The concept of a single worldwide government has, of course, been around for a long time. The League of Nations and later the United Nations may be viewed as efforts in that direction, though neither could be considered a true world government. But I don't think the idea has at least so far had much popular support. Nations are too different, their peoples know too little of each other, and they quite reasonably distrust the idea of putting their affairs in the hands of unseen strangers who know nothing of conditions here .
That just may, for better or worse, be beginning to change. At least a few people in many parts of the world have begun to recognize that some matters cannot reasonably be regarded as purely internal, and that for such matters, if no others, decisions need to be made at a higher level than national. My personal preference concerning world government, as for any government at any level, is, "No more than necessary!" But sometimes, like it or not, some may be necessary. People in the western United States have long been familiar with the idea of water rights that a person living on one part of a river cannot use its water without regard for people upstream and downstream. People in the U.S. and Canada are now finding themselves forced to think together about the problem of acid raid. People all over the world are beginning to recognize that the rampant destruction of tropical rain forests is of direct concern to everyone who breathes, everywhere on the planet.
And now we have what looks like an increasingly casual acceptance of the "rightness" of people in one country taking an active role in determining policies and courses of action within another. Could this be an early phase of acceptance of the idea of a single government shaping policies everywhere? Maybe or maybe not. One reason for doubt is that while I hear many Americans talking about how South Africa or the USSR or Nicaragua should clean up their acts, I hear far less indication of any recognition that South Africans or Russians or Nicaraguans might have their own ideas about what we should do, much less that we should pay any attention to them. And I have even less firsthand knowledge of what, if anything, people in other countries are thinking about these matters.

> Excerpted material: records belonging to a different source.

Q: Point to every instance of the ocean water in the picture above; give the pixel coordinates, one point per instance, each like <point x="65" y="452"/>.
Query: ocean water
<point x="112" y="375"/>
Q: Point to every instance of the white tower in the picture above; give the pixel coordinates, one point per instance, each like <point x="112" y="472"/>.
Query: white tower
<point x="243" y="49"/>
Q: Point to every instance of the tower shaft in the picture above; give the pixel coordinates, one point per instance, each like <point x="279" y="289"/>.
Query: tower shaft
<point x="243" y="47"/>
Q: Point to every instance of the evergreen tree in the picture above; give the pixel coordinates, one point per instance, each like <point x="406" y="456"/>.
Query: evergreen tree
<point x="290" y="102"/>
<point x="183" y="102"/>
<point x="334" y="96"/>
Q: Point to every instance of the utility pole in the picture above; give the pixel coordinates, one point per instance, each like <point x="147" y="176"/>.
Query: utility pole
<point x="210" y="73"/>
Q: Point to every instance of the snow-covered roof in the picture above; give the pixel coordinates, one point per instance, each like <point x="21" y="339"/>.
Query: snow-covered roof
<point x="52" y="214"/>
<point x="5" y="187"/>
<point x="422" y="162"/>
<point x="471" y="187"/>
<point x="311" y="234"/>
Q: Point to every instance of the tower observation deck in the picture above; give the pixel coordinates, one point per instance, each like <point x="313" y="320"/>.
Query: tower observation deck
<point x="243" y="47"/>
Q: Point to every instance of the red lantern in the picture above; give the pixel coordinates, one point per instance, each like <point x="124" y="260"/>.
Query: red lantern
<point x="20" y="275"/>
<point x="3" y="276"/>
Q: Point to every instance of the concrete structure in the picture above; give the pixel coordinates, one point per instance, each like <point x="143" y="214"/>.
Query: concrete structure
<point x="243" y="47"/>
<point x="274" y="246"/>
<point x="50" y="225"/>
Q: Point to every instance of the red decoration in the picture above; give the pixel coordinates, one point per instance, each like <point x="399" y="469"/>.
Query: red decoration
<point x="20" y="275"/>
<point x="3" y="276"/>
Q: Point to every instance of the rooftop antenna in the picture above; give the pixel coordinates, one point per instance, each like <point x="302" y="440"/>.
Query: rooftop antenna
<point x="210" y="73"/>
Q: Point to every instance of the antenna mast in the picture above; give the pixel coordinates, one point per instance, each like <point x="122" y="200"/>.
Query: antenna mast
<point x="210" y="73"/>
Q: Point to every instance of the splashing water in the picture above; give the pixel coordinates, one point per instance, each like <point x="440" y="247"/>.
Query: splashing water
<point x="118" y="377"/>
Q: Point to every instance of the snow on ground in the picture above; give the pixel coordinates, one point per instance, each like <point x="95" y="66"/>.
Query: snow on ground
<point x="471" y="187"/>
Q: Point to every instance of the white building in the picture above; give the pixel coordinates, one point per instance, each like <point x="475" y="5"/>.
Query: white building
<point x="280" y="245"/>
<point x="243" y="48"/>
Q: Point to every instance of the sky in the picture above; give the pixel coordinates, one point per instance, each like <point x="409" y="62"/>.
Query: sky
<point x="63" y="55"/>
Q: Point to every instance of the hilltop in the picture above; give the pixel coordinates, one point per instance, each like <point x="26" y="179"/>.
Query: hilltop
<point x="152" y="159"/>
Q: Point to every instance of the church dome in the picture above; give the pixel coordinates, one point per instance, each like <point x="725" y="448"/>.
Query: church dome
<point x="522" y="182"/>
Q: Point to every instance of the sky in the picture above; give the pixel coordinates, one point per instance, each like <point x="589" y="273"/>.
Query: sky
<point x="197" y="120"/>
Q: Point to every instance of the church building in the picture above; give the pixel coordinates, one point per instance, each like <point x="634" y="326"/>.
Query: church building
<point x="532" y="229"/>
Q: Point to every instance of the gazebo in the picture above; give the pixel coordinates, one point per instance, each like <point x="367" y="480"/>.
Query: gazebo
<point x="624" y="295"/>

So the popularity of trying to dictate other countries' behavior in "internal" affairs may be a groping toward some form of responsible unified government, or it may be mere meddling or the sincerely well-meant efforts to help that sometimes succeed but just as often lead to tragic misunderstandings. In any case, whether those who want to tell other countries how to run their internal affairs have no ambition beyond that, or whether they are thinking in terms of eventual world government, they would do well to bear in mind that turnabout may well be seen as fair play. This point seems to me seldom appreciated I get the impression that many international do-gooders assume that if world government ever comes, it will take the form of an empire with Us at the head, or at the very least as world policeman. There is doubt that the rest of the world will see it this way. It just may be that if we want to tell other countries how to run themselves, we must not be surprised if they volunteer to do us the same favor. And if a world government does come, we must expect to be partners in it, not tyrants.